あの街で出会った彼。運命だなんて考えたこともあった気がする。あのまま一緒に居られれば、きっと大好きになっただろう。あんなにもこの心が動いたのは、やっぱり一度だけだった。今このときまでの、私の長過ぎる人生で、たった一回きり。
知らないうちに、彼のことばかり考えるようになっていて、彼の隣にいると幸せで、胸がいっぱいになって、締め付けられるほどに苦しくて、どうにかなってしまいそうだった。
当時は自覚していなかったけれど、もしかしたら私は、そのときからもう彼に恋をしていたのかもしれない。
けれども今、私は彼の隣にいない。彼は、私の隣にいない。私と彼の気持ちの多くは重なったけれど、重ならない気持ちも、そこにはあったから。
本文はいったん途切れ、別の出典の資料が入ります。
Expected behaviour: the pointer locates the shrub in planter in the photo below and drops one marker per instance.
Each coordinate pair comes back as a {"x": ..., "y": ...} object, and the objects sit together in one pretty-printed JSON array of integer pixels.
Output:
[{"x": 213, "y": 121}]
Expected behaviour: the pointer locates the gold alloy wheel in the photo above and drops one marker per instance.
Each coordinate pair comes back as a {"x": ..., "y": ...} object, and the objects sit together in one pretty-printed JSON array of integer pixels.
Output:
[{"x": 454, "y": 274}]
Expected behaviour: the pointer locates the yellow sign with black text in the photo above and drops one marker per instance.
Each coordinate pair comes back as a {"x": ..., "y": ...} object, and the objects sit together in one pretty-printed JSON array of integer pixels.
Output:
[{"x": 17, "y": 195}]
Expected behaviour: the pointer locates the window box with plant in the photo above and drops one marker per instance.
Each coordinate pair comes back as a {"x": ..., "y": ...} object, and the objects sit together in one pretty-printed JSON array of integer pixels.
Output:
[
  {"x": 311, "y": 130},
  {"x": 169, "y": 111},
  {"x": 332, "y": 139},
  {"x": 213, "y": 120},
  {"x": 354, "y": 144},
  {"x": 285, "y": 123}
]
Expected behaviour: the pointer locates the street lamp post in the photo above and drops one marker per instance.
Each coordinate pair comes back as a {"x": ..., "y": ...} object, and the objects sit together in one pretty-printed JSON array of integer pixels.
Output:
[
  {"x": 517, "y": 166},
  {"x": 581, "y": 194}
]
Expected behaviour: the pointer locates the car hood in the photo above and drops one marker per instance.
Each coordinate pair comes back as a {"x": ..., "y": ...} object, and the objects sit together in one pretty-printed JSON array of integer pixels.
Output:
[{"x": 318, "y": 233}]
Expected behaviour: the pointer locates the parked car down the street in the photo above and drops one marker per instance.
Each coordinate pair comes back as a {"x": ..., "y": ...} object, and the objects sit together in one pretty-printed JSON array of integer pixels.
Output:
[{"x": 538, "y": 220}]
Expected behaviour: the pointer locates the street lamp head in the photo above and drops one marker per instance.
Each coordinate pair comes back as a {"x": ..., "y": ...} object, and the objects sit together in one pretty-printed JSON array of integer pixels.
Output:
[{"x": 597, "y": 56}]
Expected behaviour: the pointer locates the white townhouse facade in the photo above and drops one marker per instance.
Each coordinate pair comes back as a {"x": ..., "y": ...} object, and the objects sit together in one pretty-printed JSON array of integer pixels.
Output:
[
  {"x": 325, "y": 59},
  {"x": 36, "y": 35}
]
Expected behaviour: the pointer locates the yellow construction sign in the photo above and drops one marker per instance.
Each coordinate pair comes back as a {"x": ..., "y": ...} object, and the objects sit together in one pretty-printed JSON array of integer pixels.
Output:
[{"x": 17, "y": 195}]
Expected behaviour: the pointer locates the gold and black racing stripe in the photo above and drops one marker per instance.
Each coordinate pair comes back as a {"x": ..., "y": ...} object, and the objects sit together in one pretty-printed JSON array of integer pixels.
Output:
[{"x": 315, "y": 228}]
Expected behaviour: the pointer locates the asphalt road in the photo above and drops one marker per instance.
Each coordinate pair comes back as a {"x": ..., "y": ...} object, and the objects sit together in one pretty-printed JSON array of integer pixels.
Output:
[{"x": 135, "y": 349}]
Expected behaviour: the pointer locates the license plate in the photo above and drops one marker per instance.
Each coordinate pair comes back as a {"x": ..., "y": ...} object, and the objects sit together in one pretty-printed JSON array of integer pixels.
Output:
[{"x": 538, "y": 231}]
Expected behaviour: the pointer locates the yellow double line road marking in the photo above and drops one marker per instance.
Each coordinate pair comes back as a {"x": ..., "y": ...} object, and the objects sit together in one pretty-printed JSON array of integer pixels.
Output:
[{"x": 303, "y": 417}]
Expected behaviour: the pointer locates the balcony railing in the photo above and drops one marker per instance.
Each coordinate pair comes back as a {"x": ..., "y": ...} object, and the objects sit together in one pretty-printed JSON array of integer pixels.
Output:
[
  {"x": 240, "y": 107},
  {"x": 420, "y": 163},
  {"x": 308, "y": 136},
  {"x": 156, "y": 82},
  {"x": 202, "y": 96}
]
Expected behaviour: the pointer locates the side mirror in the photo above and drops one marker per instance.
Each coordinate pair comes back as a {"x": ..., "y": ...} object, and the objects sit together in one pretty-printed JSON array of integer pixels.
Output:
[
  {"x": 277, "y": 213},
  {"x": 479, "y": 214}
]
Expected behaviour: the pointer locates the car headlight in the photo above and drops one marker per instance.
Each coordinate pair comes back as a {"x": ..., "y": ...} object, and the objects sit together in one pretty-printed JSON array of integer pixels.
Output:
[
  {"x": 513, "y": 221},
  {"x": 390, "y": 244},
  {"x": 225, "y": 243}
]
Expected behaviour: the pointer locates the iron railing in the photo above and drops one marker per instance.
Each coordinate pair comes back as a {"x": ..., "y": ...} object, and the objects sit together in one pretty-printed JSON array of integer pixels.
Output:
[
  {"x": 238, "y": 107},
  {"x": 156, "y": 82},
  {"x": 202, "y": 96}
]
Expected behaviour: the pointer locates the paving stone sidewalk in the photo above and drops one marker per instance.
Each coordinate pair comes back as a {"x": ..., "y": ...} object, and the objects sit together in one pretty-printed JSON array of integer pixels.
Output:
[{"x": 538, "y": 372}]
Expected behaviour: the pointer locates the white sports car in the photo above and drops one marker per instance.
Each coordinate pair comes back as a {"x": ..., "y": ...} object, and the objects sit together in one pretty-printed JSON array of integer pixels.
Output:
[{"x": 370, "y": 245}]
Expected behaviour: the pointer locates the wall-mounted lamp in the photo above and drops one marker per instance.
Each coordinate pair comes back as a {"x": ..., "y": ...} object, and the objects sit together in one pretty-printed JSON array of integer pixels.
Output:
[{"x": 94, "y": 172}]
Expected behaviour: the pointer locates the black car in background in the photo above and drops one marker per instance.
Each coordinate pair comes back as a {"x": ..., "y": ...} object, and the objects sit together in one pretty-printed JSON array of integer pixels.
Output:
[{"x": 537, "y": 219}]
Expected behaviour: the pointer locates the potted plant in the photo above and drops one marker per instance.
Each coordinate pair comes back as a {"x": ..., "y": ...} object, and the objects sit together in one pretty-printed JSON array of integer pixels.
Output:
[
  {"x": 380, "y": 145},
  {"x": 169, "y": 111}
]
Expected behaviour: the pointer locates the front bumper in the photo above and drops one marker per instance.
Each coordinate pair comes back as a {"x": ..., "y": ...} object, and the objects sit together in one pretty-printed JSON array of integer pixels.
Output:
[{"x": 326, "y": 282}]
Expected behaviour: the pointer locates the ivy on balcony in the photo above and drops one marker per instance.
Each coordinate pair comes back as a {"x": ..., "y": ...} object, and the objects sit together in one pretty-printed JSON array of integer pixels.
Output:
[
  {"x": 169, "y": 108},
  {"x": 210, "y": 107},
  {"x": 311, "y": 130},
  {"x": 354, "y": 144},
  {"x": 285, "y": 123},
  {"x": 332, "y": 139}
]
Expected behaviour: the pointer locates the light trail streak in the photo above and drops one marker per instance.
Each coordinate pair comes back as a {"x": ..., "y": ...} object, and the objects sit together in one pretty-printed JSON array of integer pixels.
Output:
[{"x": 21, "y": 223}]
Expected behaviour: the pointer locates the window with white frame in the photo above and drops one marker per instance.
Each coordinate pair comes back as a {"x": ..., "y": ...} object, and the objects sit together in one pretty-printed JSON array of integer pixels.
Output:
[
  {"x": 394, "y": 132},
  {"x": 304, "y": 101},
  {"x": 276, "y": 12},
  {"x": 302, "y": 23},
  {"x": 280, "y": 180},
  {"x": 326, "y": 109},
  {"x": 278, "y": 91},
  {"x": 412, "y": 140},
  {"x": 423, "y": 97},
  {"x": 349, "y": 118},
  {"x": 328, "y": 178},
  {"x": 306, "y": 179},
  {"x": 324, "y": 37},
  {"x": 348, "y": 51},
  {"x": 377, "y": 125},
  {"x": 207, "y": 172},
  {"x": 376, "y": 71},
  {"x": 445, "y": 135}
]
皮肉にも感じるだろうか。別れてからしばらくして、私は彼のことを好きだったのだと知ったのだ。そうしてますます好きになっていった。会うこともなくなったのに、ただただ想いは大きくなっていく一方だった。
彼が私に言ったことを、私は今でも憶えている。それをずっと、ただひたすらに考えていて。考え続けていて……。
たぶんまだ完全には、理解できていないのだろう。
それでも、どうかな。あの頃よりは、彼の言葉を受け入れられることようになった。そう思いたい。
だからきっと、もうすぐだ。私の探しもの、きっともうすぐ見つかる。そしてそれが見つかったら、彼との約束が、やっと果たせると思うのだ。
デートに行こうって、言っていたっけ。楽しそうだな、デート。
「詞……もうちょっとしたら、会いにいくからね」
私がそう呟くと、二つのかんざしの片方、真っ赤な桔梗の花が、返事をするように再び揺れた。
約束、ちゃんと憶えてる? まず最初に、そう尋ねよう。彼が忘れていたなんて、言うはずはないのだけれど。
そうしたら、大好きだよって、私も愛しているよって、今度こそ言おう。私にできる最高の笑顔で。